Google has altered the way it lists results on its mobile SERPs and now features a ‘more results’ button rather than the ‘next page’ button that has been used previously.

The company announced the change with the below tweets:

This alteration has been on the cards for a number of months. Google confirmed last December that it was testing the functionality, and with testing now complete, it’s ready for full roll-out.

But what does it mean?

From an SEO perspective, the barrier between Page 1, Page 2 and everything beneath is blurred. Effectively, the ‘pages’ don’t exist anymore, it’s just one infinitely long Page 1 that loads quickly and easily at the tap of that ‘more results’ button.

For businesses, this means that gaining the kind of visibility that sites on Page 1 enjoy is easier, which in turn increases the likelihood of boosting organic traffic.

There are also benefits for users, as it’s easier to access relevant content. The increased speed means better user experience and therefore an increased likelihood of user engagement.

The only drawback is for Paid ads. Those at the bottom of the mobile SERPs could get pushed down even further, meaning businesses may have to increase their bids and that cost per click could go up as there’s more competition to appear in the positions at the top.

Top Tips

So although the change is relatively small, it could have a big impact. The way to cope is to focus on your site’s organic strengths through a number of methods.

Accelerated Mobile Pages (AMP): AMP is mobile-focused technology that optimises content pages to make them faster and easier to use. On mobile, Google ranks pages using AMP higher than those that don’t.

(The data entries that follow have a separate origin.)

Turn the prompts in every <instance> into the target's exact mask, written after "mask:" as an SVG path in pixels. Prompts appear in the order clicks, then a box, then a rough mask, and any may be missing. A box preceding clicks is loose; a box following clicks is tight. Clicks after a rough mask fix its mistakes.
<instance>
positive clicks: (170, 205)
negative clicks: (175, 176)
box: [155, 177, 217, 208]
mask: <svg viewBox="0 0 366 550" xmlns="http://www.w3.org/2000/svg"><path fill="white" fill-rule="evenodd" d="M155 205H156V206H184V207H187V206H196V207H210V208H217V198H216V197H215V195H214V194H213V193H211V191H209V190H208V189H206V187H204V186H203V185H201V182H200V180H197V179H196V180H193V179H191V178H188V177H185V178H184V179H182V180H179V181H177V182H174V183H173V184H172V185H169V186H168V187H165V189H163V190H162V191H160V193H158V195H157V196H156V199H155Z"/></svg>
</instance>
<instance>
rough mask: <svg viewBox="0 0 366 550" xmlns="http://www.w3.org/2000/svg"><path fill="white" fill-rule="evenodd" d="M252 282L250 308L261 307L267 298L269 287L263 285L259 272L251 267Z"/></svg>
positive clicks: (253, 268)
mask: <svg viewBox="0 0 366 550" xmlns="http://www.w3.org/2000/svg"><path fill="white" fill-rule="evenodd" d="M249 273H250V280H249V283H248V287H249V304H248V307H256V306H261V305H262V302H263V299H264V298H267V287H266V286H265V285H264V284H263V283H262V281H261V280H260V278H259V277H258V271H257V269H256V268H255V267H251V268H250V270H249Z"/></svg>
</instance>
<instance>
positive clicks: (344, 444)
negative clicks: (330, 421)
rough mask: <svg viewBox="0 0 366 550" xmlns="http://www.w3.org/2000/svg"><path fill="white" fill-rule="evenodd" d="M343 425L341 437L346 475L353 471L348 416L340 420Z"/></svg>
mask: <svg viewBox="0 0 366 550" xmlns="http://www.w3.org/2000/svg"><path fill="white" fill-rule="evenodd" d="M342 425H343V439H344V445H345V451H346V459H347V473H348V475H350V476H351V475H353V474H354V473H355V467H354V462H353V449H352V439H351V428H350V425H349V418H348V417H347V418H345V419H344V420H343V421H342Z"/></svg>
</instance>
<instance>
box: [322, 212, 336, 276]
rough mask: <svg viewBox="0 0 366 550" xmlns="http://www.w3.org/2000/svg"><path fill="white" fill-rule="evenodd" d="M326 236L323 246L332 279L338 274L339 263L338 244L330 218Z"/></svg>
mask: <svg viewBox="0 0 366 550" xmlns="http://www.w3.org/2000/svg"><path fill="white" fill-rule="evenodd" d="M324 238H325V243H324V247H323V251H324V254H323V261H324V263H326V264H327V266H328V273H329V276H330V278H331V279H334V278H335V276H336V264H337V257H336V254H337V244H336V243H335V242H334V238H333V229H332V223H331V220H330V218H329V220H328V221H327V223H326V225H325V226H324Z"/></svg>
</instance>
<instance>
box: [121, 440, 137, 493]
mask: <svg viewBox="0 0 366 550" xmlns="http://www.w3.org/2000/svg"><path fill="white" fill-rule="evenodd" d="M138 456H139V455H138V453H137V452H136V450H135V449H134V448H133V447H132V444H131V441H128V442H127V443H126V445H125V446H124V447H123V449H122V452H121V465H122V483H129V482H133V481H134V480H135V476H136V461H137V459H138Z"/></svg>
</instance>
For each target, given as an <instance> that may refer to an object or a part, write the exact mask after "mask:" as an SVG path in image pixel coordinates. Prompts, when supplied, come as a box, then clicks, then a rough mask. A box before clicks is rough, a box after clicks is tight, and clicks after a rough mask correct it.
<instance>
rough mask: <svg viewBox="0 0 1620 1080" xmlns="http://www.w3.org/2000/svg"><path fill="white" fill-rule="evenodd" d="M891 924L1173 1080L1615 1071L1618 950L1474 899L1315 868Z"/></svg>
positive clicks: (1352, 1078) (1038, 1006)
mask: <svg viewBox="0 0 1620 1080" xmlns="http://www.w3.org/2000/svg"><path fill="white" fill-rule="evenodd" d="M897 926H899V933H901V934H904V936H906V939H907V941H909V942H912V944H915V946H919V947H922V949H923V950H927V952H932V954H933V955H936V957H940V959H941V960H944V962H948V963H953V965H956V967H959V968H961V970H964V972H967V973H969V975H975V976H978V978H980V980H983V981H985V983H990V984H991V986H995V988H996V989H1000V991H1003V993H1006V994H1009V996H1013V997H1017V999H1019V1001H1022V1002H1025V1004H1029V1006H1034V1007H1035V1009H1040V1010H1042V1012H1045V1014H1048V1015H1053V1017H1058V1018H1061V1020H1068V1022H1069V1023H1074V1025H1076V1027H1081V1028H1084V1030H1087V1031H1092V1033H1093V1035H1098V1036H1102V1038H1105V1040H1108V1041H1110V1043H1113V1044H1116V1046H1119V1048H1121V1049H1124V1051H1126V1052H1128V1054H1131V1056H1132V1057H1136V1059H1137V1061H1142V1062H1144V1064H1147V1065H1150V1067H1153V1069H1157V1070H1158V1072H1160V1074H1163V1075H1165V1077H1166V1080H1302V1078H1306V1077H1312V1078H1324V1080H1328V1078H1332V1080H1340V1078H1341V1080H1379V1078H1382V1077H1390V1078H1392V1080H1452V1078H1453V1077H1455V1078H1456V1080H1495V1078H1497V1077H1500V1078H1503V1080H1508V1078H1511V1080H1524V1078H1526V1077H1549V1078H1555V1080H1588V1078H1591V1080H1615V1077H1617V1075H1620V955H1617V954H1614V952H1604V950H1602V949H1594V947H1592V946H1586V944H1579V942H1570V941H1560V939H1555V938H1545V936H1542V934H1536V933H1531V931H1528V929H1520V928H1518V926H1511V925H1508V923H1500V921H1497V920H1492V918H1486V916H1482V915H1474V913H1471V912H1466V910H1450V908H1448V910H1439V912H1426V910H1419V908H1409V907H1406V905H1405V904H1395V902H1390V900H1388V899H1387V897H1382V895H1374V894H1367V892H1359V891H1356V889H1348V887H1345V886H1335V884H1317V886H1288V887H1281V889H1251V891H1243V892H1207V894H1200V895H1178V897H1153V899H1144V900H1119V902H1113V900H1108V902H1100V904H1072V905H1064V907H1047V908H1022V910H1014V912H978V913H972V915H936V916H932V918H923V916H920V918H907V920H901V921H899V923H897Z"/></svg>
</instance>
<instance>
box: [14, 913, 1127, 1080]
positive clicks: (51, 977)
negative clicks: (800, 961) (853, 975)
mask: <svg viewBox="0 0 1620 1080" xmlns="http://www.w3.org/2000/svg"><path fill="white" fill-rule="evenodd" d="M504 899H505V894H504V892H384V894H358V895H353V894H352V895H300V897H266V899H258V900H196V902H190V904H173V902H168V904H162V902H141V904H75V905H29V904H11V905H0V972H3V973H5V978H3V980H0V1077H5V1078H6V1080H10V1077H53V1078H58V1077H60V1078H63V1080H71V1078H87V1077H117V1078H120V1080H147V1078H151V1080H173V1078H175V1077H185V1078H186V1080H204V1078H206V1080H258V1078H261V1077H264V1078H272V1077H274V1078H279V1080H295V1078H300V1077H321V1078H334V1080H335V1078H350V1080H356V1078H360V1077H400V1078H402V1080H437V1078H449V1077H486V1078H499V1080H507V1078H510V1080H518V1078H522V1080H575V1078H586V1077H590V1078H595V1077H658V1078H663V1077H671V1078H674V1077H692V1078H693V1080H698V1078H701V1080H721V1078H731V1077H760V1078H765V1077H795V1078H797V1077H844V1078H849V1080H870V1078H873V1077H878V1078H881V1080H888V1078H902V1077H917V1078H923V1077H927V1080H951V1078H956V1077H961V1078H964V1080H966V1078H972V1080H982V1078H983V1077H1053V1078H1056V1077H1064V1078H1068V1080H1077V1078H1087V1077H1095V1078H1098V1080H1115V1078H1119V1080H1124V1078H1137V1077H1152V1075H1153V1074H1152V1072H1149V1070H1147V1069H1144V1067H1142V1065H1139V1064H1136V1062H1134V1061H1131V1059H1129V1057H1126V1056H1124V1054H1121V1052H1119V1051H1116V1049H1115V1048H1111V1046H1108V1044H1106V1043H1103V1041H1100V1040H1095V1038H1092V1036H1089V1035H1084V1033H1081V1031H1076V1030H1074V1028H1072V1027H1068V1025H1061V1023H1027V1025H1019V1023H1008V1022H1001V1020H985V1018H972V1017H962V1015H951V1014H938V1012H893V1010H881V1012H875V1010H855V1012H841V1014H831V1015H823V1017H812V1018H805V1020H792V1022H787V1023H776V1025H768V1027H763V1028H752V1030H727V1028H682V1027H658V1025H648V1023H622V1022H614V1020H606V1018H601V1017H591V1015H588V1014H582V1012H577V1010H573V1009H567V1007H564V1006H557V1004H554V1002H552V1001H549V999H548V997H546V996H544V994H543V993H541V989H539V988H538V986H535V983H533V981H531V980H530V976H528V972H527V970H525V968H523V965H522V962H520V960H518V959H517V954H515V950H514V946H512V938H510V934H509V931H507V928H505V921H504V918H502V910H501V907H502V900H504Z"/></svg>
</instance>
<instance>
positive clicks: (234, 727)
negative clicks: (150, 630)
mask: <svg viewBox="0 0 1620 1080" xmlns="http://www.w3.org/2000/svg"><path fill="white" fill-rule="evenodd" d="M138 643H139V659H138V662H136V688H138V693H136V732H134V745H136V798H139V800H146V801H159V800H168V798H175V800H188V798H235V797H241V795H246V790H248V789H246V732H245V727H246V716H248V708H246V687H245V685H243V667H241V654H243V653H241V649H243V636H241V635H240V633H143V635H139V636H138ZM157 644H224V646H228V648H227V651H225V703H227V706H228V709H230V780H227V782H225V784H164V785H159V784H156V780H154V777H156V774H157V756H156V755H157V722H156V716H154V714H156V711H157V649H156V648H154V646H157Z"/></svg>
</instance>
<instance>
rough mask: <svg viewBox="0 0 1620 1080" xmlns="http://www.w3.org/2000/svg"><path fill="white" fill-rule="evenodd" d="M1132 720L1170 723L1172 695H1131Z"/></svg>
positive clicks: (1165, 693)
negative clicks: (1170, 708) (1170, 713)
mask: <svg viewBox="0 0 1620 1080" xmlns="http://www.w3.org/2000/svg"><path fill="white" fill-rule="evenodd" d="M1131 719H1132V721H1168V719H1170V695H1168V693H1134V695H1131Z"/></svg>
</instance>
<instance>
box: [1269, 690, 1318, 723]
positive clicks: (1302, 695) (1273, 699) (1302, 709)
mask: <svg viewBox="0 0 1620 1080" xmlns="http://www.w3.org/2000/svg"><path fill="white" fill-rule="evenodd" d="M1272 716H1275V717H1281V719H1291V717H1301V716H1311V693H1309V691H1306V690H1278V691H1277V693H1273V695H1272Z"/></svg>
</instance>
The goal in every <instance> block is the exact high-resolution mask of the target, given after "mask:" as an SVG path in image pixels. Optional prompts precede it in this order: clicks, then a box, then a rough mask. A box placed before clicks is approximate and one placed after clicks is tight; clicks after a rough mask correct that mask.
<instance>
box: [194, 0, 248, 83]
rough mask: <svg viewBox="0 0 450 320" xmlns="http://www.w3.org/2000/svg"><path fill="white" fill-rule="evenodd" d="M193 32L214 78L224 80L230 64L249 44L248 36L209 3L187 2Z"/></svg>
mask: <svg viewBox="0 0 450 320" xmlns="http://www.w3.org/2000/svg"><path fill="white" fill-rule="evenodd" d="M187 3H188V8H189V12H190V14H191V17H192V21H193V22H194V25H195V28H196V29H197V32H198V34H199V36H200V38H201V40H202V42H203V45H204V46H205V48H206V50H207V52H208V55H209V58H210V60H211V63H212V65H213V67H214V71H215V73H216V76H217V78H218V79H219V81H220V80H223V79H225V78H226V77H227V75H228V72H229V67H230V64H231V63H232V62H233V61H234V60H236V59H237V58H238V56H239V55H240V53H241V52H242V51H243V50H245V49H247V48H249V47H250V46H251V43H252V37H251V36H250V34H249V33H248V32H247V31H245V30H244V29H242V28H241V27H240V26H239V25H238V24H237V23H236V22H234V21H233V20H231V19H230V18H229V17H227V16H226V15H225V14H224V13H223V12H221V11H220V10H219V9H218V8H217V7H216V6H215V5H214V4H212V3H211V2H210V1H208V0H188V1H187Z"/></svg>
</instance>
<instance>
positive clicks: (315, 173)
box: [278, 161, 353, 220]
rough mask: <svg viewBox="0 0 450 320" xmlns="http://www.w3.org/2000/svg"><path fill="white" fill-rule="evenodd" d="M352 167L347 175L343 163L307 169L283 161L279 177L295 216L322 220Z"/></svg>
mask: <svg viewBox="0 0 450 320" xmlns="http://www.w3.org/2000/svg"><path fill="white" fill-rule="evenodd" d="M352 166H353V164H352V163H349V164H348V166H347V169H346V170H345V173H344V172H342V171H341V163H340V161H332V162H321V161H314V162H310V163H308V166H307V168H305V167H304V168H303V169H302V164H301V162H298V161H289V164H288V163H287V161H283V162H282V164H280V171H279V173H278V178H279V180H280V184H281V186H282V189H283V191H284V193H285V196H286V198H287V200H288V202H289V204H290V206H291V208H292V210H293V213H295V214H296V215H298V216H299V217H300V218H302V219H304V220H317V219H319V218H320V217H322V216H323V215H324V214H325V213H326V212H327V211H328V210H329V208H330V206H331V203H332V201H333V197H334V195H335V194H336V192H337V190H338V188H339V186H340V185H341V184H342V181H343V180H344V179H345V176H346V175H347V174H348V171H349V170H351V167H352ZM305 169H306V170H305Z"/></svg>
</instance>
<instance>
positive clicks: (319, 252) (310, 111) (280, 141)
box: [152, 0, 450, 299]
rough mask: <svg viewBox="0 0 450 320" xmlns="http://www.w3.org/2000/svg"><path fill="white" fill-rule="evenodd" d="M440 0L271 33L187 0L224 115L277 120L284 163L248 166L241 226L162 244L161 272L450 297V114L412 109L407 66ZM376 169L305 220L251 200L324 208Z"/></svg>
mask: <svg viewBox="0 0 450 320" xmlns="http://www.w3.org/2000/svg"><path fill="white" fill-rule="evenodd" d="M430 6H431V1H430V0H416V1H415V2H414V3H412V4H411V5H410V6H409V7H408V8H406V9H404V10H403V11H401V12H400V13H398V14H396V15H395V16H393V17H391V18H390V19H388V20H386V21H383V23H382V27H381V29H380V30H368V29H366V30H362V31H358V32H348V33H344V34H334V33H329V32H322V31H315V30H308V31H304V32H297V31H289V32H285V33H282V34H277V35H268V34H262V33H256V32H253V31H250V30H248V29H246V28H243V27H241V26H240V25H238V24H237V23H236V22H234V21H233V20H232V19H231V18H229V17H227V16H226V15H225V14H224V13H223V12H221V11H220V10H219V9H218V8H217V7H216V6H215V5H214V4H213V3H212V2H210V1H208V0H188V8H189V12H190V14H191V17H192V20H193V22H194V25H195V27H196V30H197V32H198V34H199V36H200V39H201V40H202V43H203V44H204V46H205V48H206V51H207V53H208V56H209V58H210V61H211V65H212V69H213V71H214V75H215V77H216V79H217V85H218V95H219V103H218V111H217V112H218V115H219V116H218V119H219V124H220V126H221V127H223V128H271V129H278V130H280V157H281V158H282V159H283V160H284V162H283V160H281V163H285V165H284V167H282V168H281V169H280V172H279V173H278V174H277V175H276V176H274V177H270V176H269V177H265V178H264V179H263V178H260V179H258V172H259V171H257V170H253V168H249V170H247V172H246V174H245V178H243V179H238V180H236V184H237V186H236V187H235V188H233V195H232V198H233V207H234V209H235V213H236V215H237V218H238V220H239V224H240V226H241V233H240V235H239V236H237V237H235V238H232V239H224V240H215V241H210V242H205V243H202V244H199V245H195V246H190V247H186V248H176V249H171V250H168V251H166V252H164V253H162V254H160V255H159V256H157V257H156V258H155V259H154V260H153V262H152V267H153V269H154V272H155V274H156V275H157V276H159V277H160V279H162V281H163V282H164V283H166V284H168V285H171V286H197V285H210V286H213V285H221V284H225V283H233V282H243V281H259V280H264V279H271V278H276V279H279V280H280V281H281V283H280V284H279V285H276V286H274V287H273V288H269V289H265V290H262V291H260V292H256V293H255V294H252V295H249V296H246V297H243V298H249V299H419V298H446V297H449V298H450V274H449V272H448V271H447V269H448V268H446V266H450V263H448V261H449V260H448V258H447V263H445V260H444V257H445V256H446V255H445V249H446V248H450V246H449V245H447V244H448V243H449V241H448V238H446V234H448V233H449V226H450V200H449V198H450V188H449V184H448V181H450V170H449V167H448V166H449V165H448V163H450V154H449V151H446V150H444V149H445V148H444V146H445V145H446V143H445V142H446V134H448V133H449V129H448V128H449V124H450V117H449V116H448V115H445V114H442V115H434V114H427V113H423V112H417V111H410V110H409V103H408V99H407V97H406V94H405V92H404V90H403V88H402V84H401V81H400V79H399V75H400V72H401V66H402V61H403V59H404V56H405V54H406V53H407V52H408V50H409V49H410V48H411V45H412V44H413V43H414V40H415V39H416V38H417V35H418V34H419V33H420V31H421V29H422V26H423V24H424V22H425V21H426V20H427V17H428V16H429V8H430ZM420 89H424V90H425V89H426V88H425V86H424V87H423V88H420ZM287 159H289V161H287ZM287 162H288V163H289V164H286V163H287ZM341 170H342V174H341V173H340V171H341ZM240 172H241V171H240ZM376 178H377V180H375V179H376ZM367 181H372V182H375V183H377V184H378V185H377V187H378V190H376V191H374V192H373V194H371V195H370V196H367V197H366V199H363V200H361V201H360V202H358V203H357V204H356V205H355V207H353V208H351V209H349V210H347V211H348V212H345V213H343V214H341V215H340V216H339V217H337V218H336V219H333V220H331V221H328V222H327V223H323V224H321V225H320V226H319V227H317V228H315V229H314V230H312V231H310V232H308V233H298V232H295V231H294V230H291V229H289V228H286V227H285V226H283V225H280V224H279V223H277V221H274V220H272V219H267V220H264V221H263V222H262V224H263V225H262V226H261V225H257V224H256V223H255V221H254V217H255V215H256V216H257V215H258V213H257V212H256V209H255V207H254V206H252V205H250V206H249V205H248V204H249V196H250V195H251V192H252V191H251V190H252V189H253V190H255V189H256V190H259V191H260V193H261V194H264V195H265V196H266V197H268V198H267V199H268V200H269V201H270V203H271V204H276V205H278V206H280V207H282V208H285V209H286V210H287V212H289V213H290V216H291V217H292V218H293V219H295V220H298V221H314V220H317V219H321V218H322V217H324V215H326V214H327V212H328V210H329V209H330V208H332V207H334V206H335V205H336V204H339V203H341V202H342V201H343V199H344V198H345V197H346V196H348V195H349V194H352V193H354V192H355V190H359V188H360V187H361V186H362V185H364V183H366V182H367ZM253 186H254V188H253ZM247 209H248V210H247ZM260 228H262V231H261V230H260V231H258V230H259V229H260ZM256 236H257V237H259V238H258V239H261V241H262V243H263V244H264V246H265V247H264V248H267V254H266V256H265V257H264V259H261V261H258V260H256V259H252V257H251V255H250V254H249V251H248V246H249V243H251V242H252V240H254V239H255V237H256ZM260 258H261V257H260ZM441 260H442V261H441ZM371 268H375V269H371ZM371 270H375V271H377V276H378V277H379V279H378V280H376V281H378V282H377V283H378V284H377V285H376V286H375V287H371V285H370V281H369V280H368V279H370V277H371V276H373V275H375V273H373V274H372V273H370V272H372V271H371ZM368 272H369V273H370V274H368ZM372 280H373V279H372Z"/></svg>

Structured data: Structured data makes it easier for Google to understand what your website is about. By using structured data, you can rank in featured snippets and take advantage of Google’s event listings functionality, which is particularly significant for venues and ticket vendors.

Optimise images and videos: Google can’t read images and videos, but it can read the descriptions you tag them with. Use clear, concise tags that feature relevant keywords to let Google know what your images and videos are.

By taking care of items such as these, you can ensure your site is well optimised, ranking highly, and pulling in organic traffic on all devices.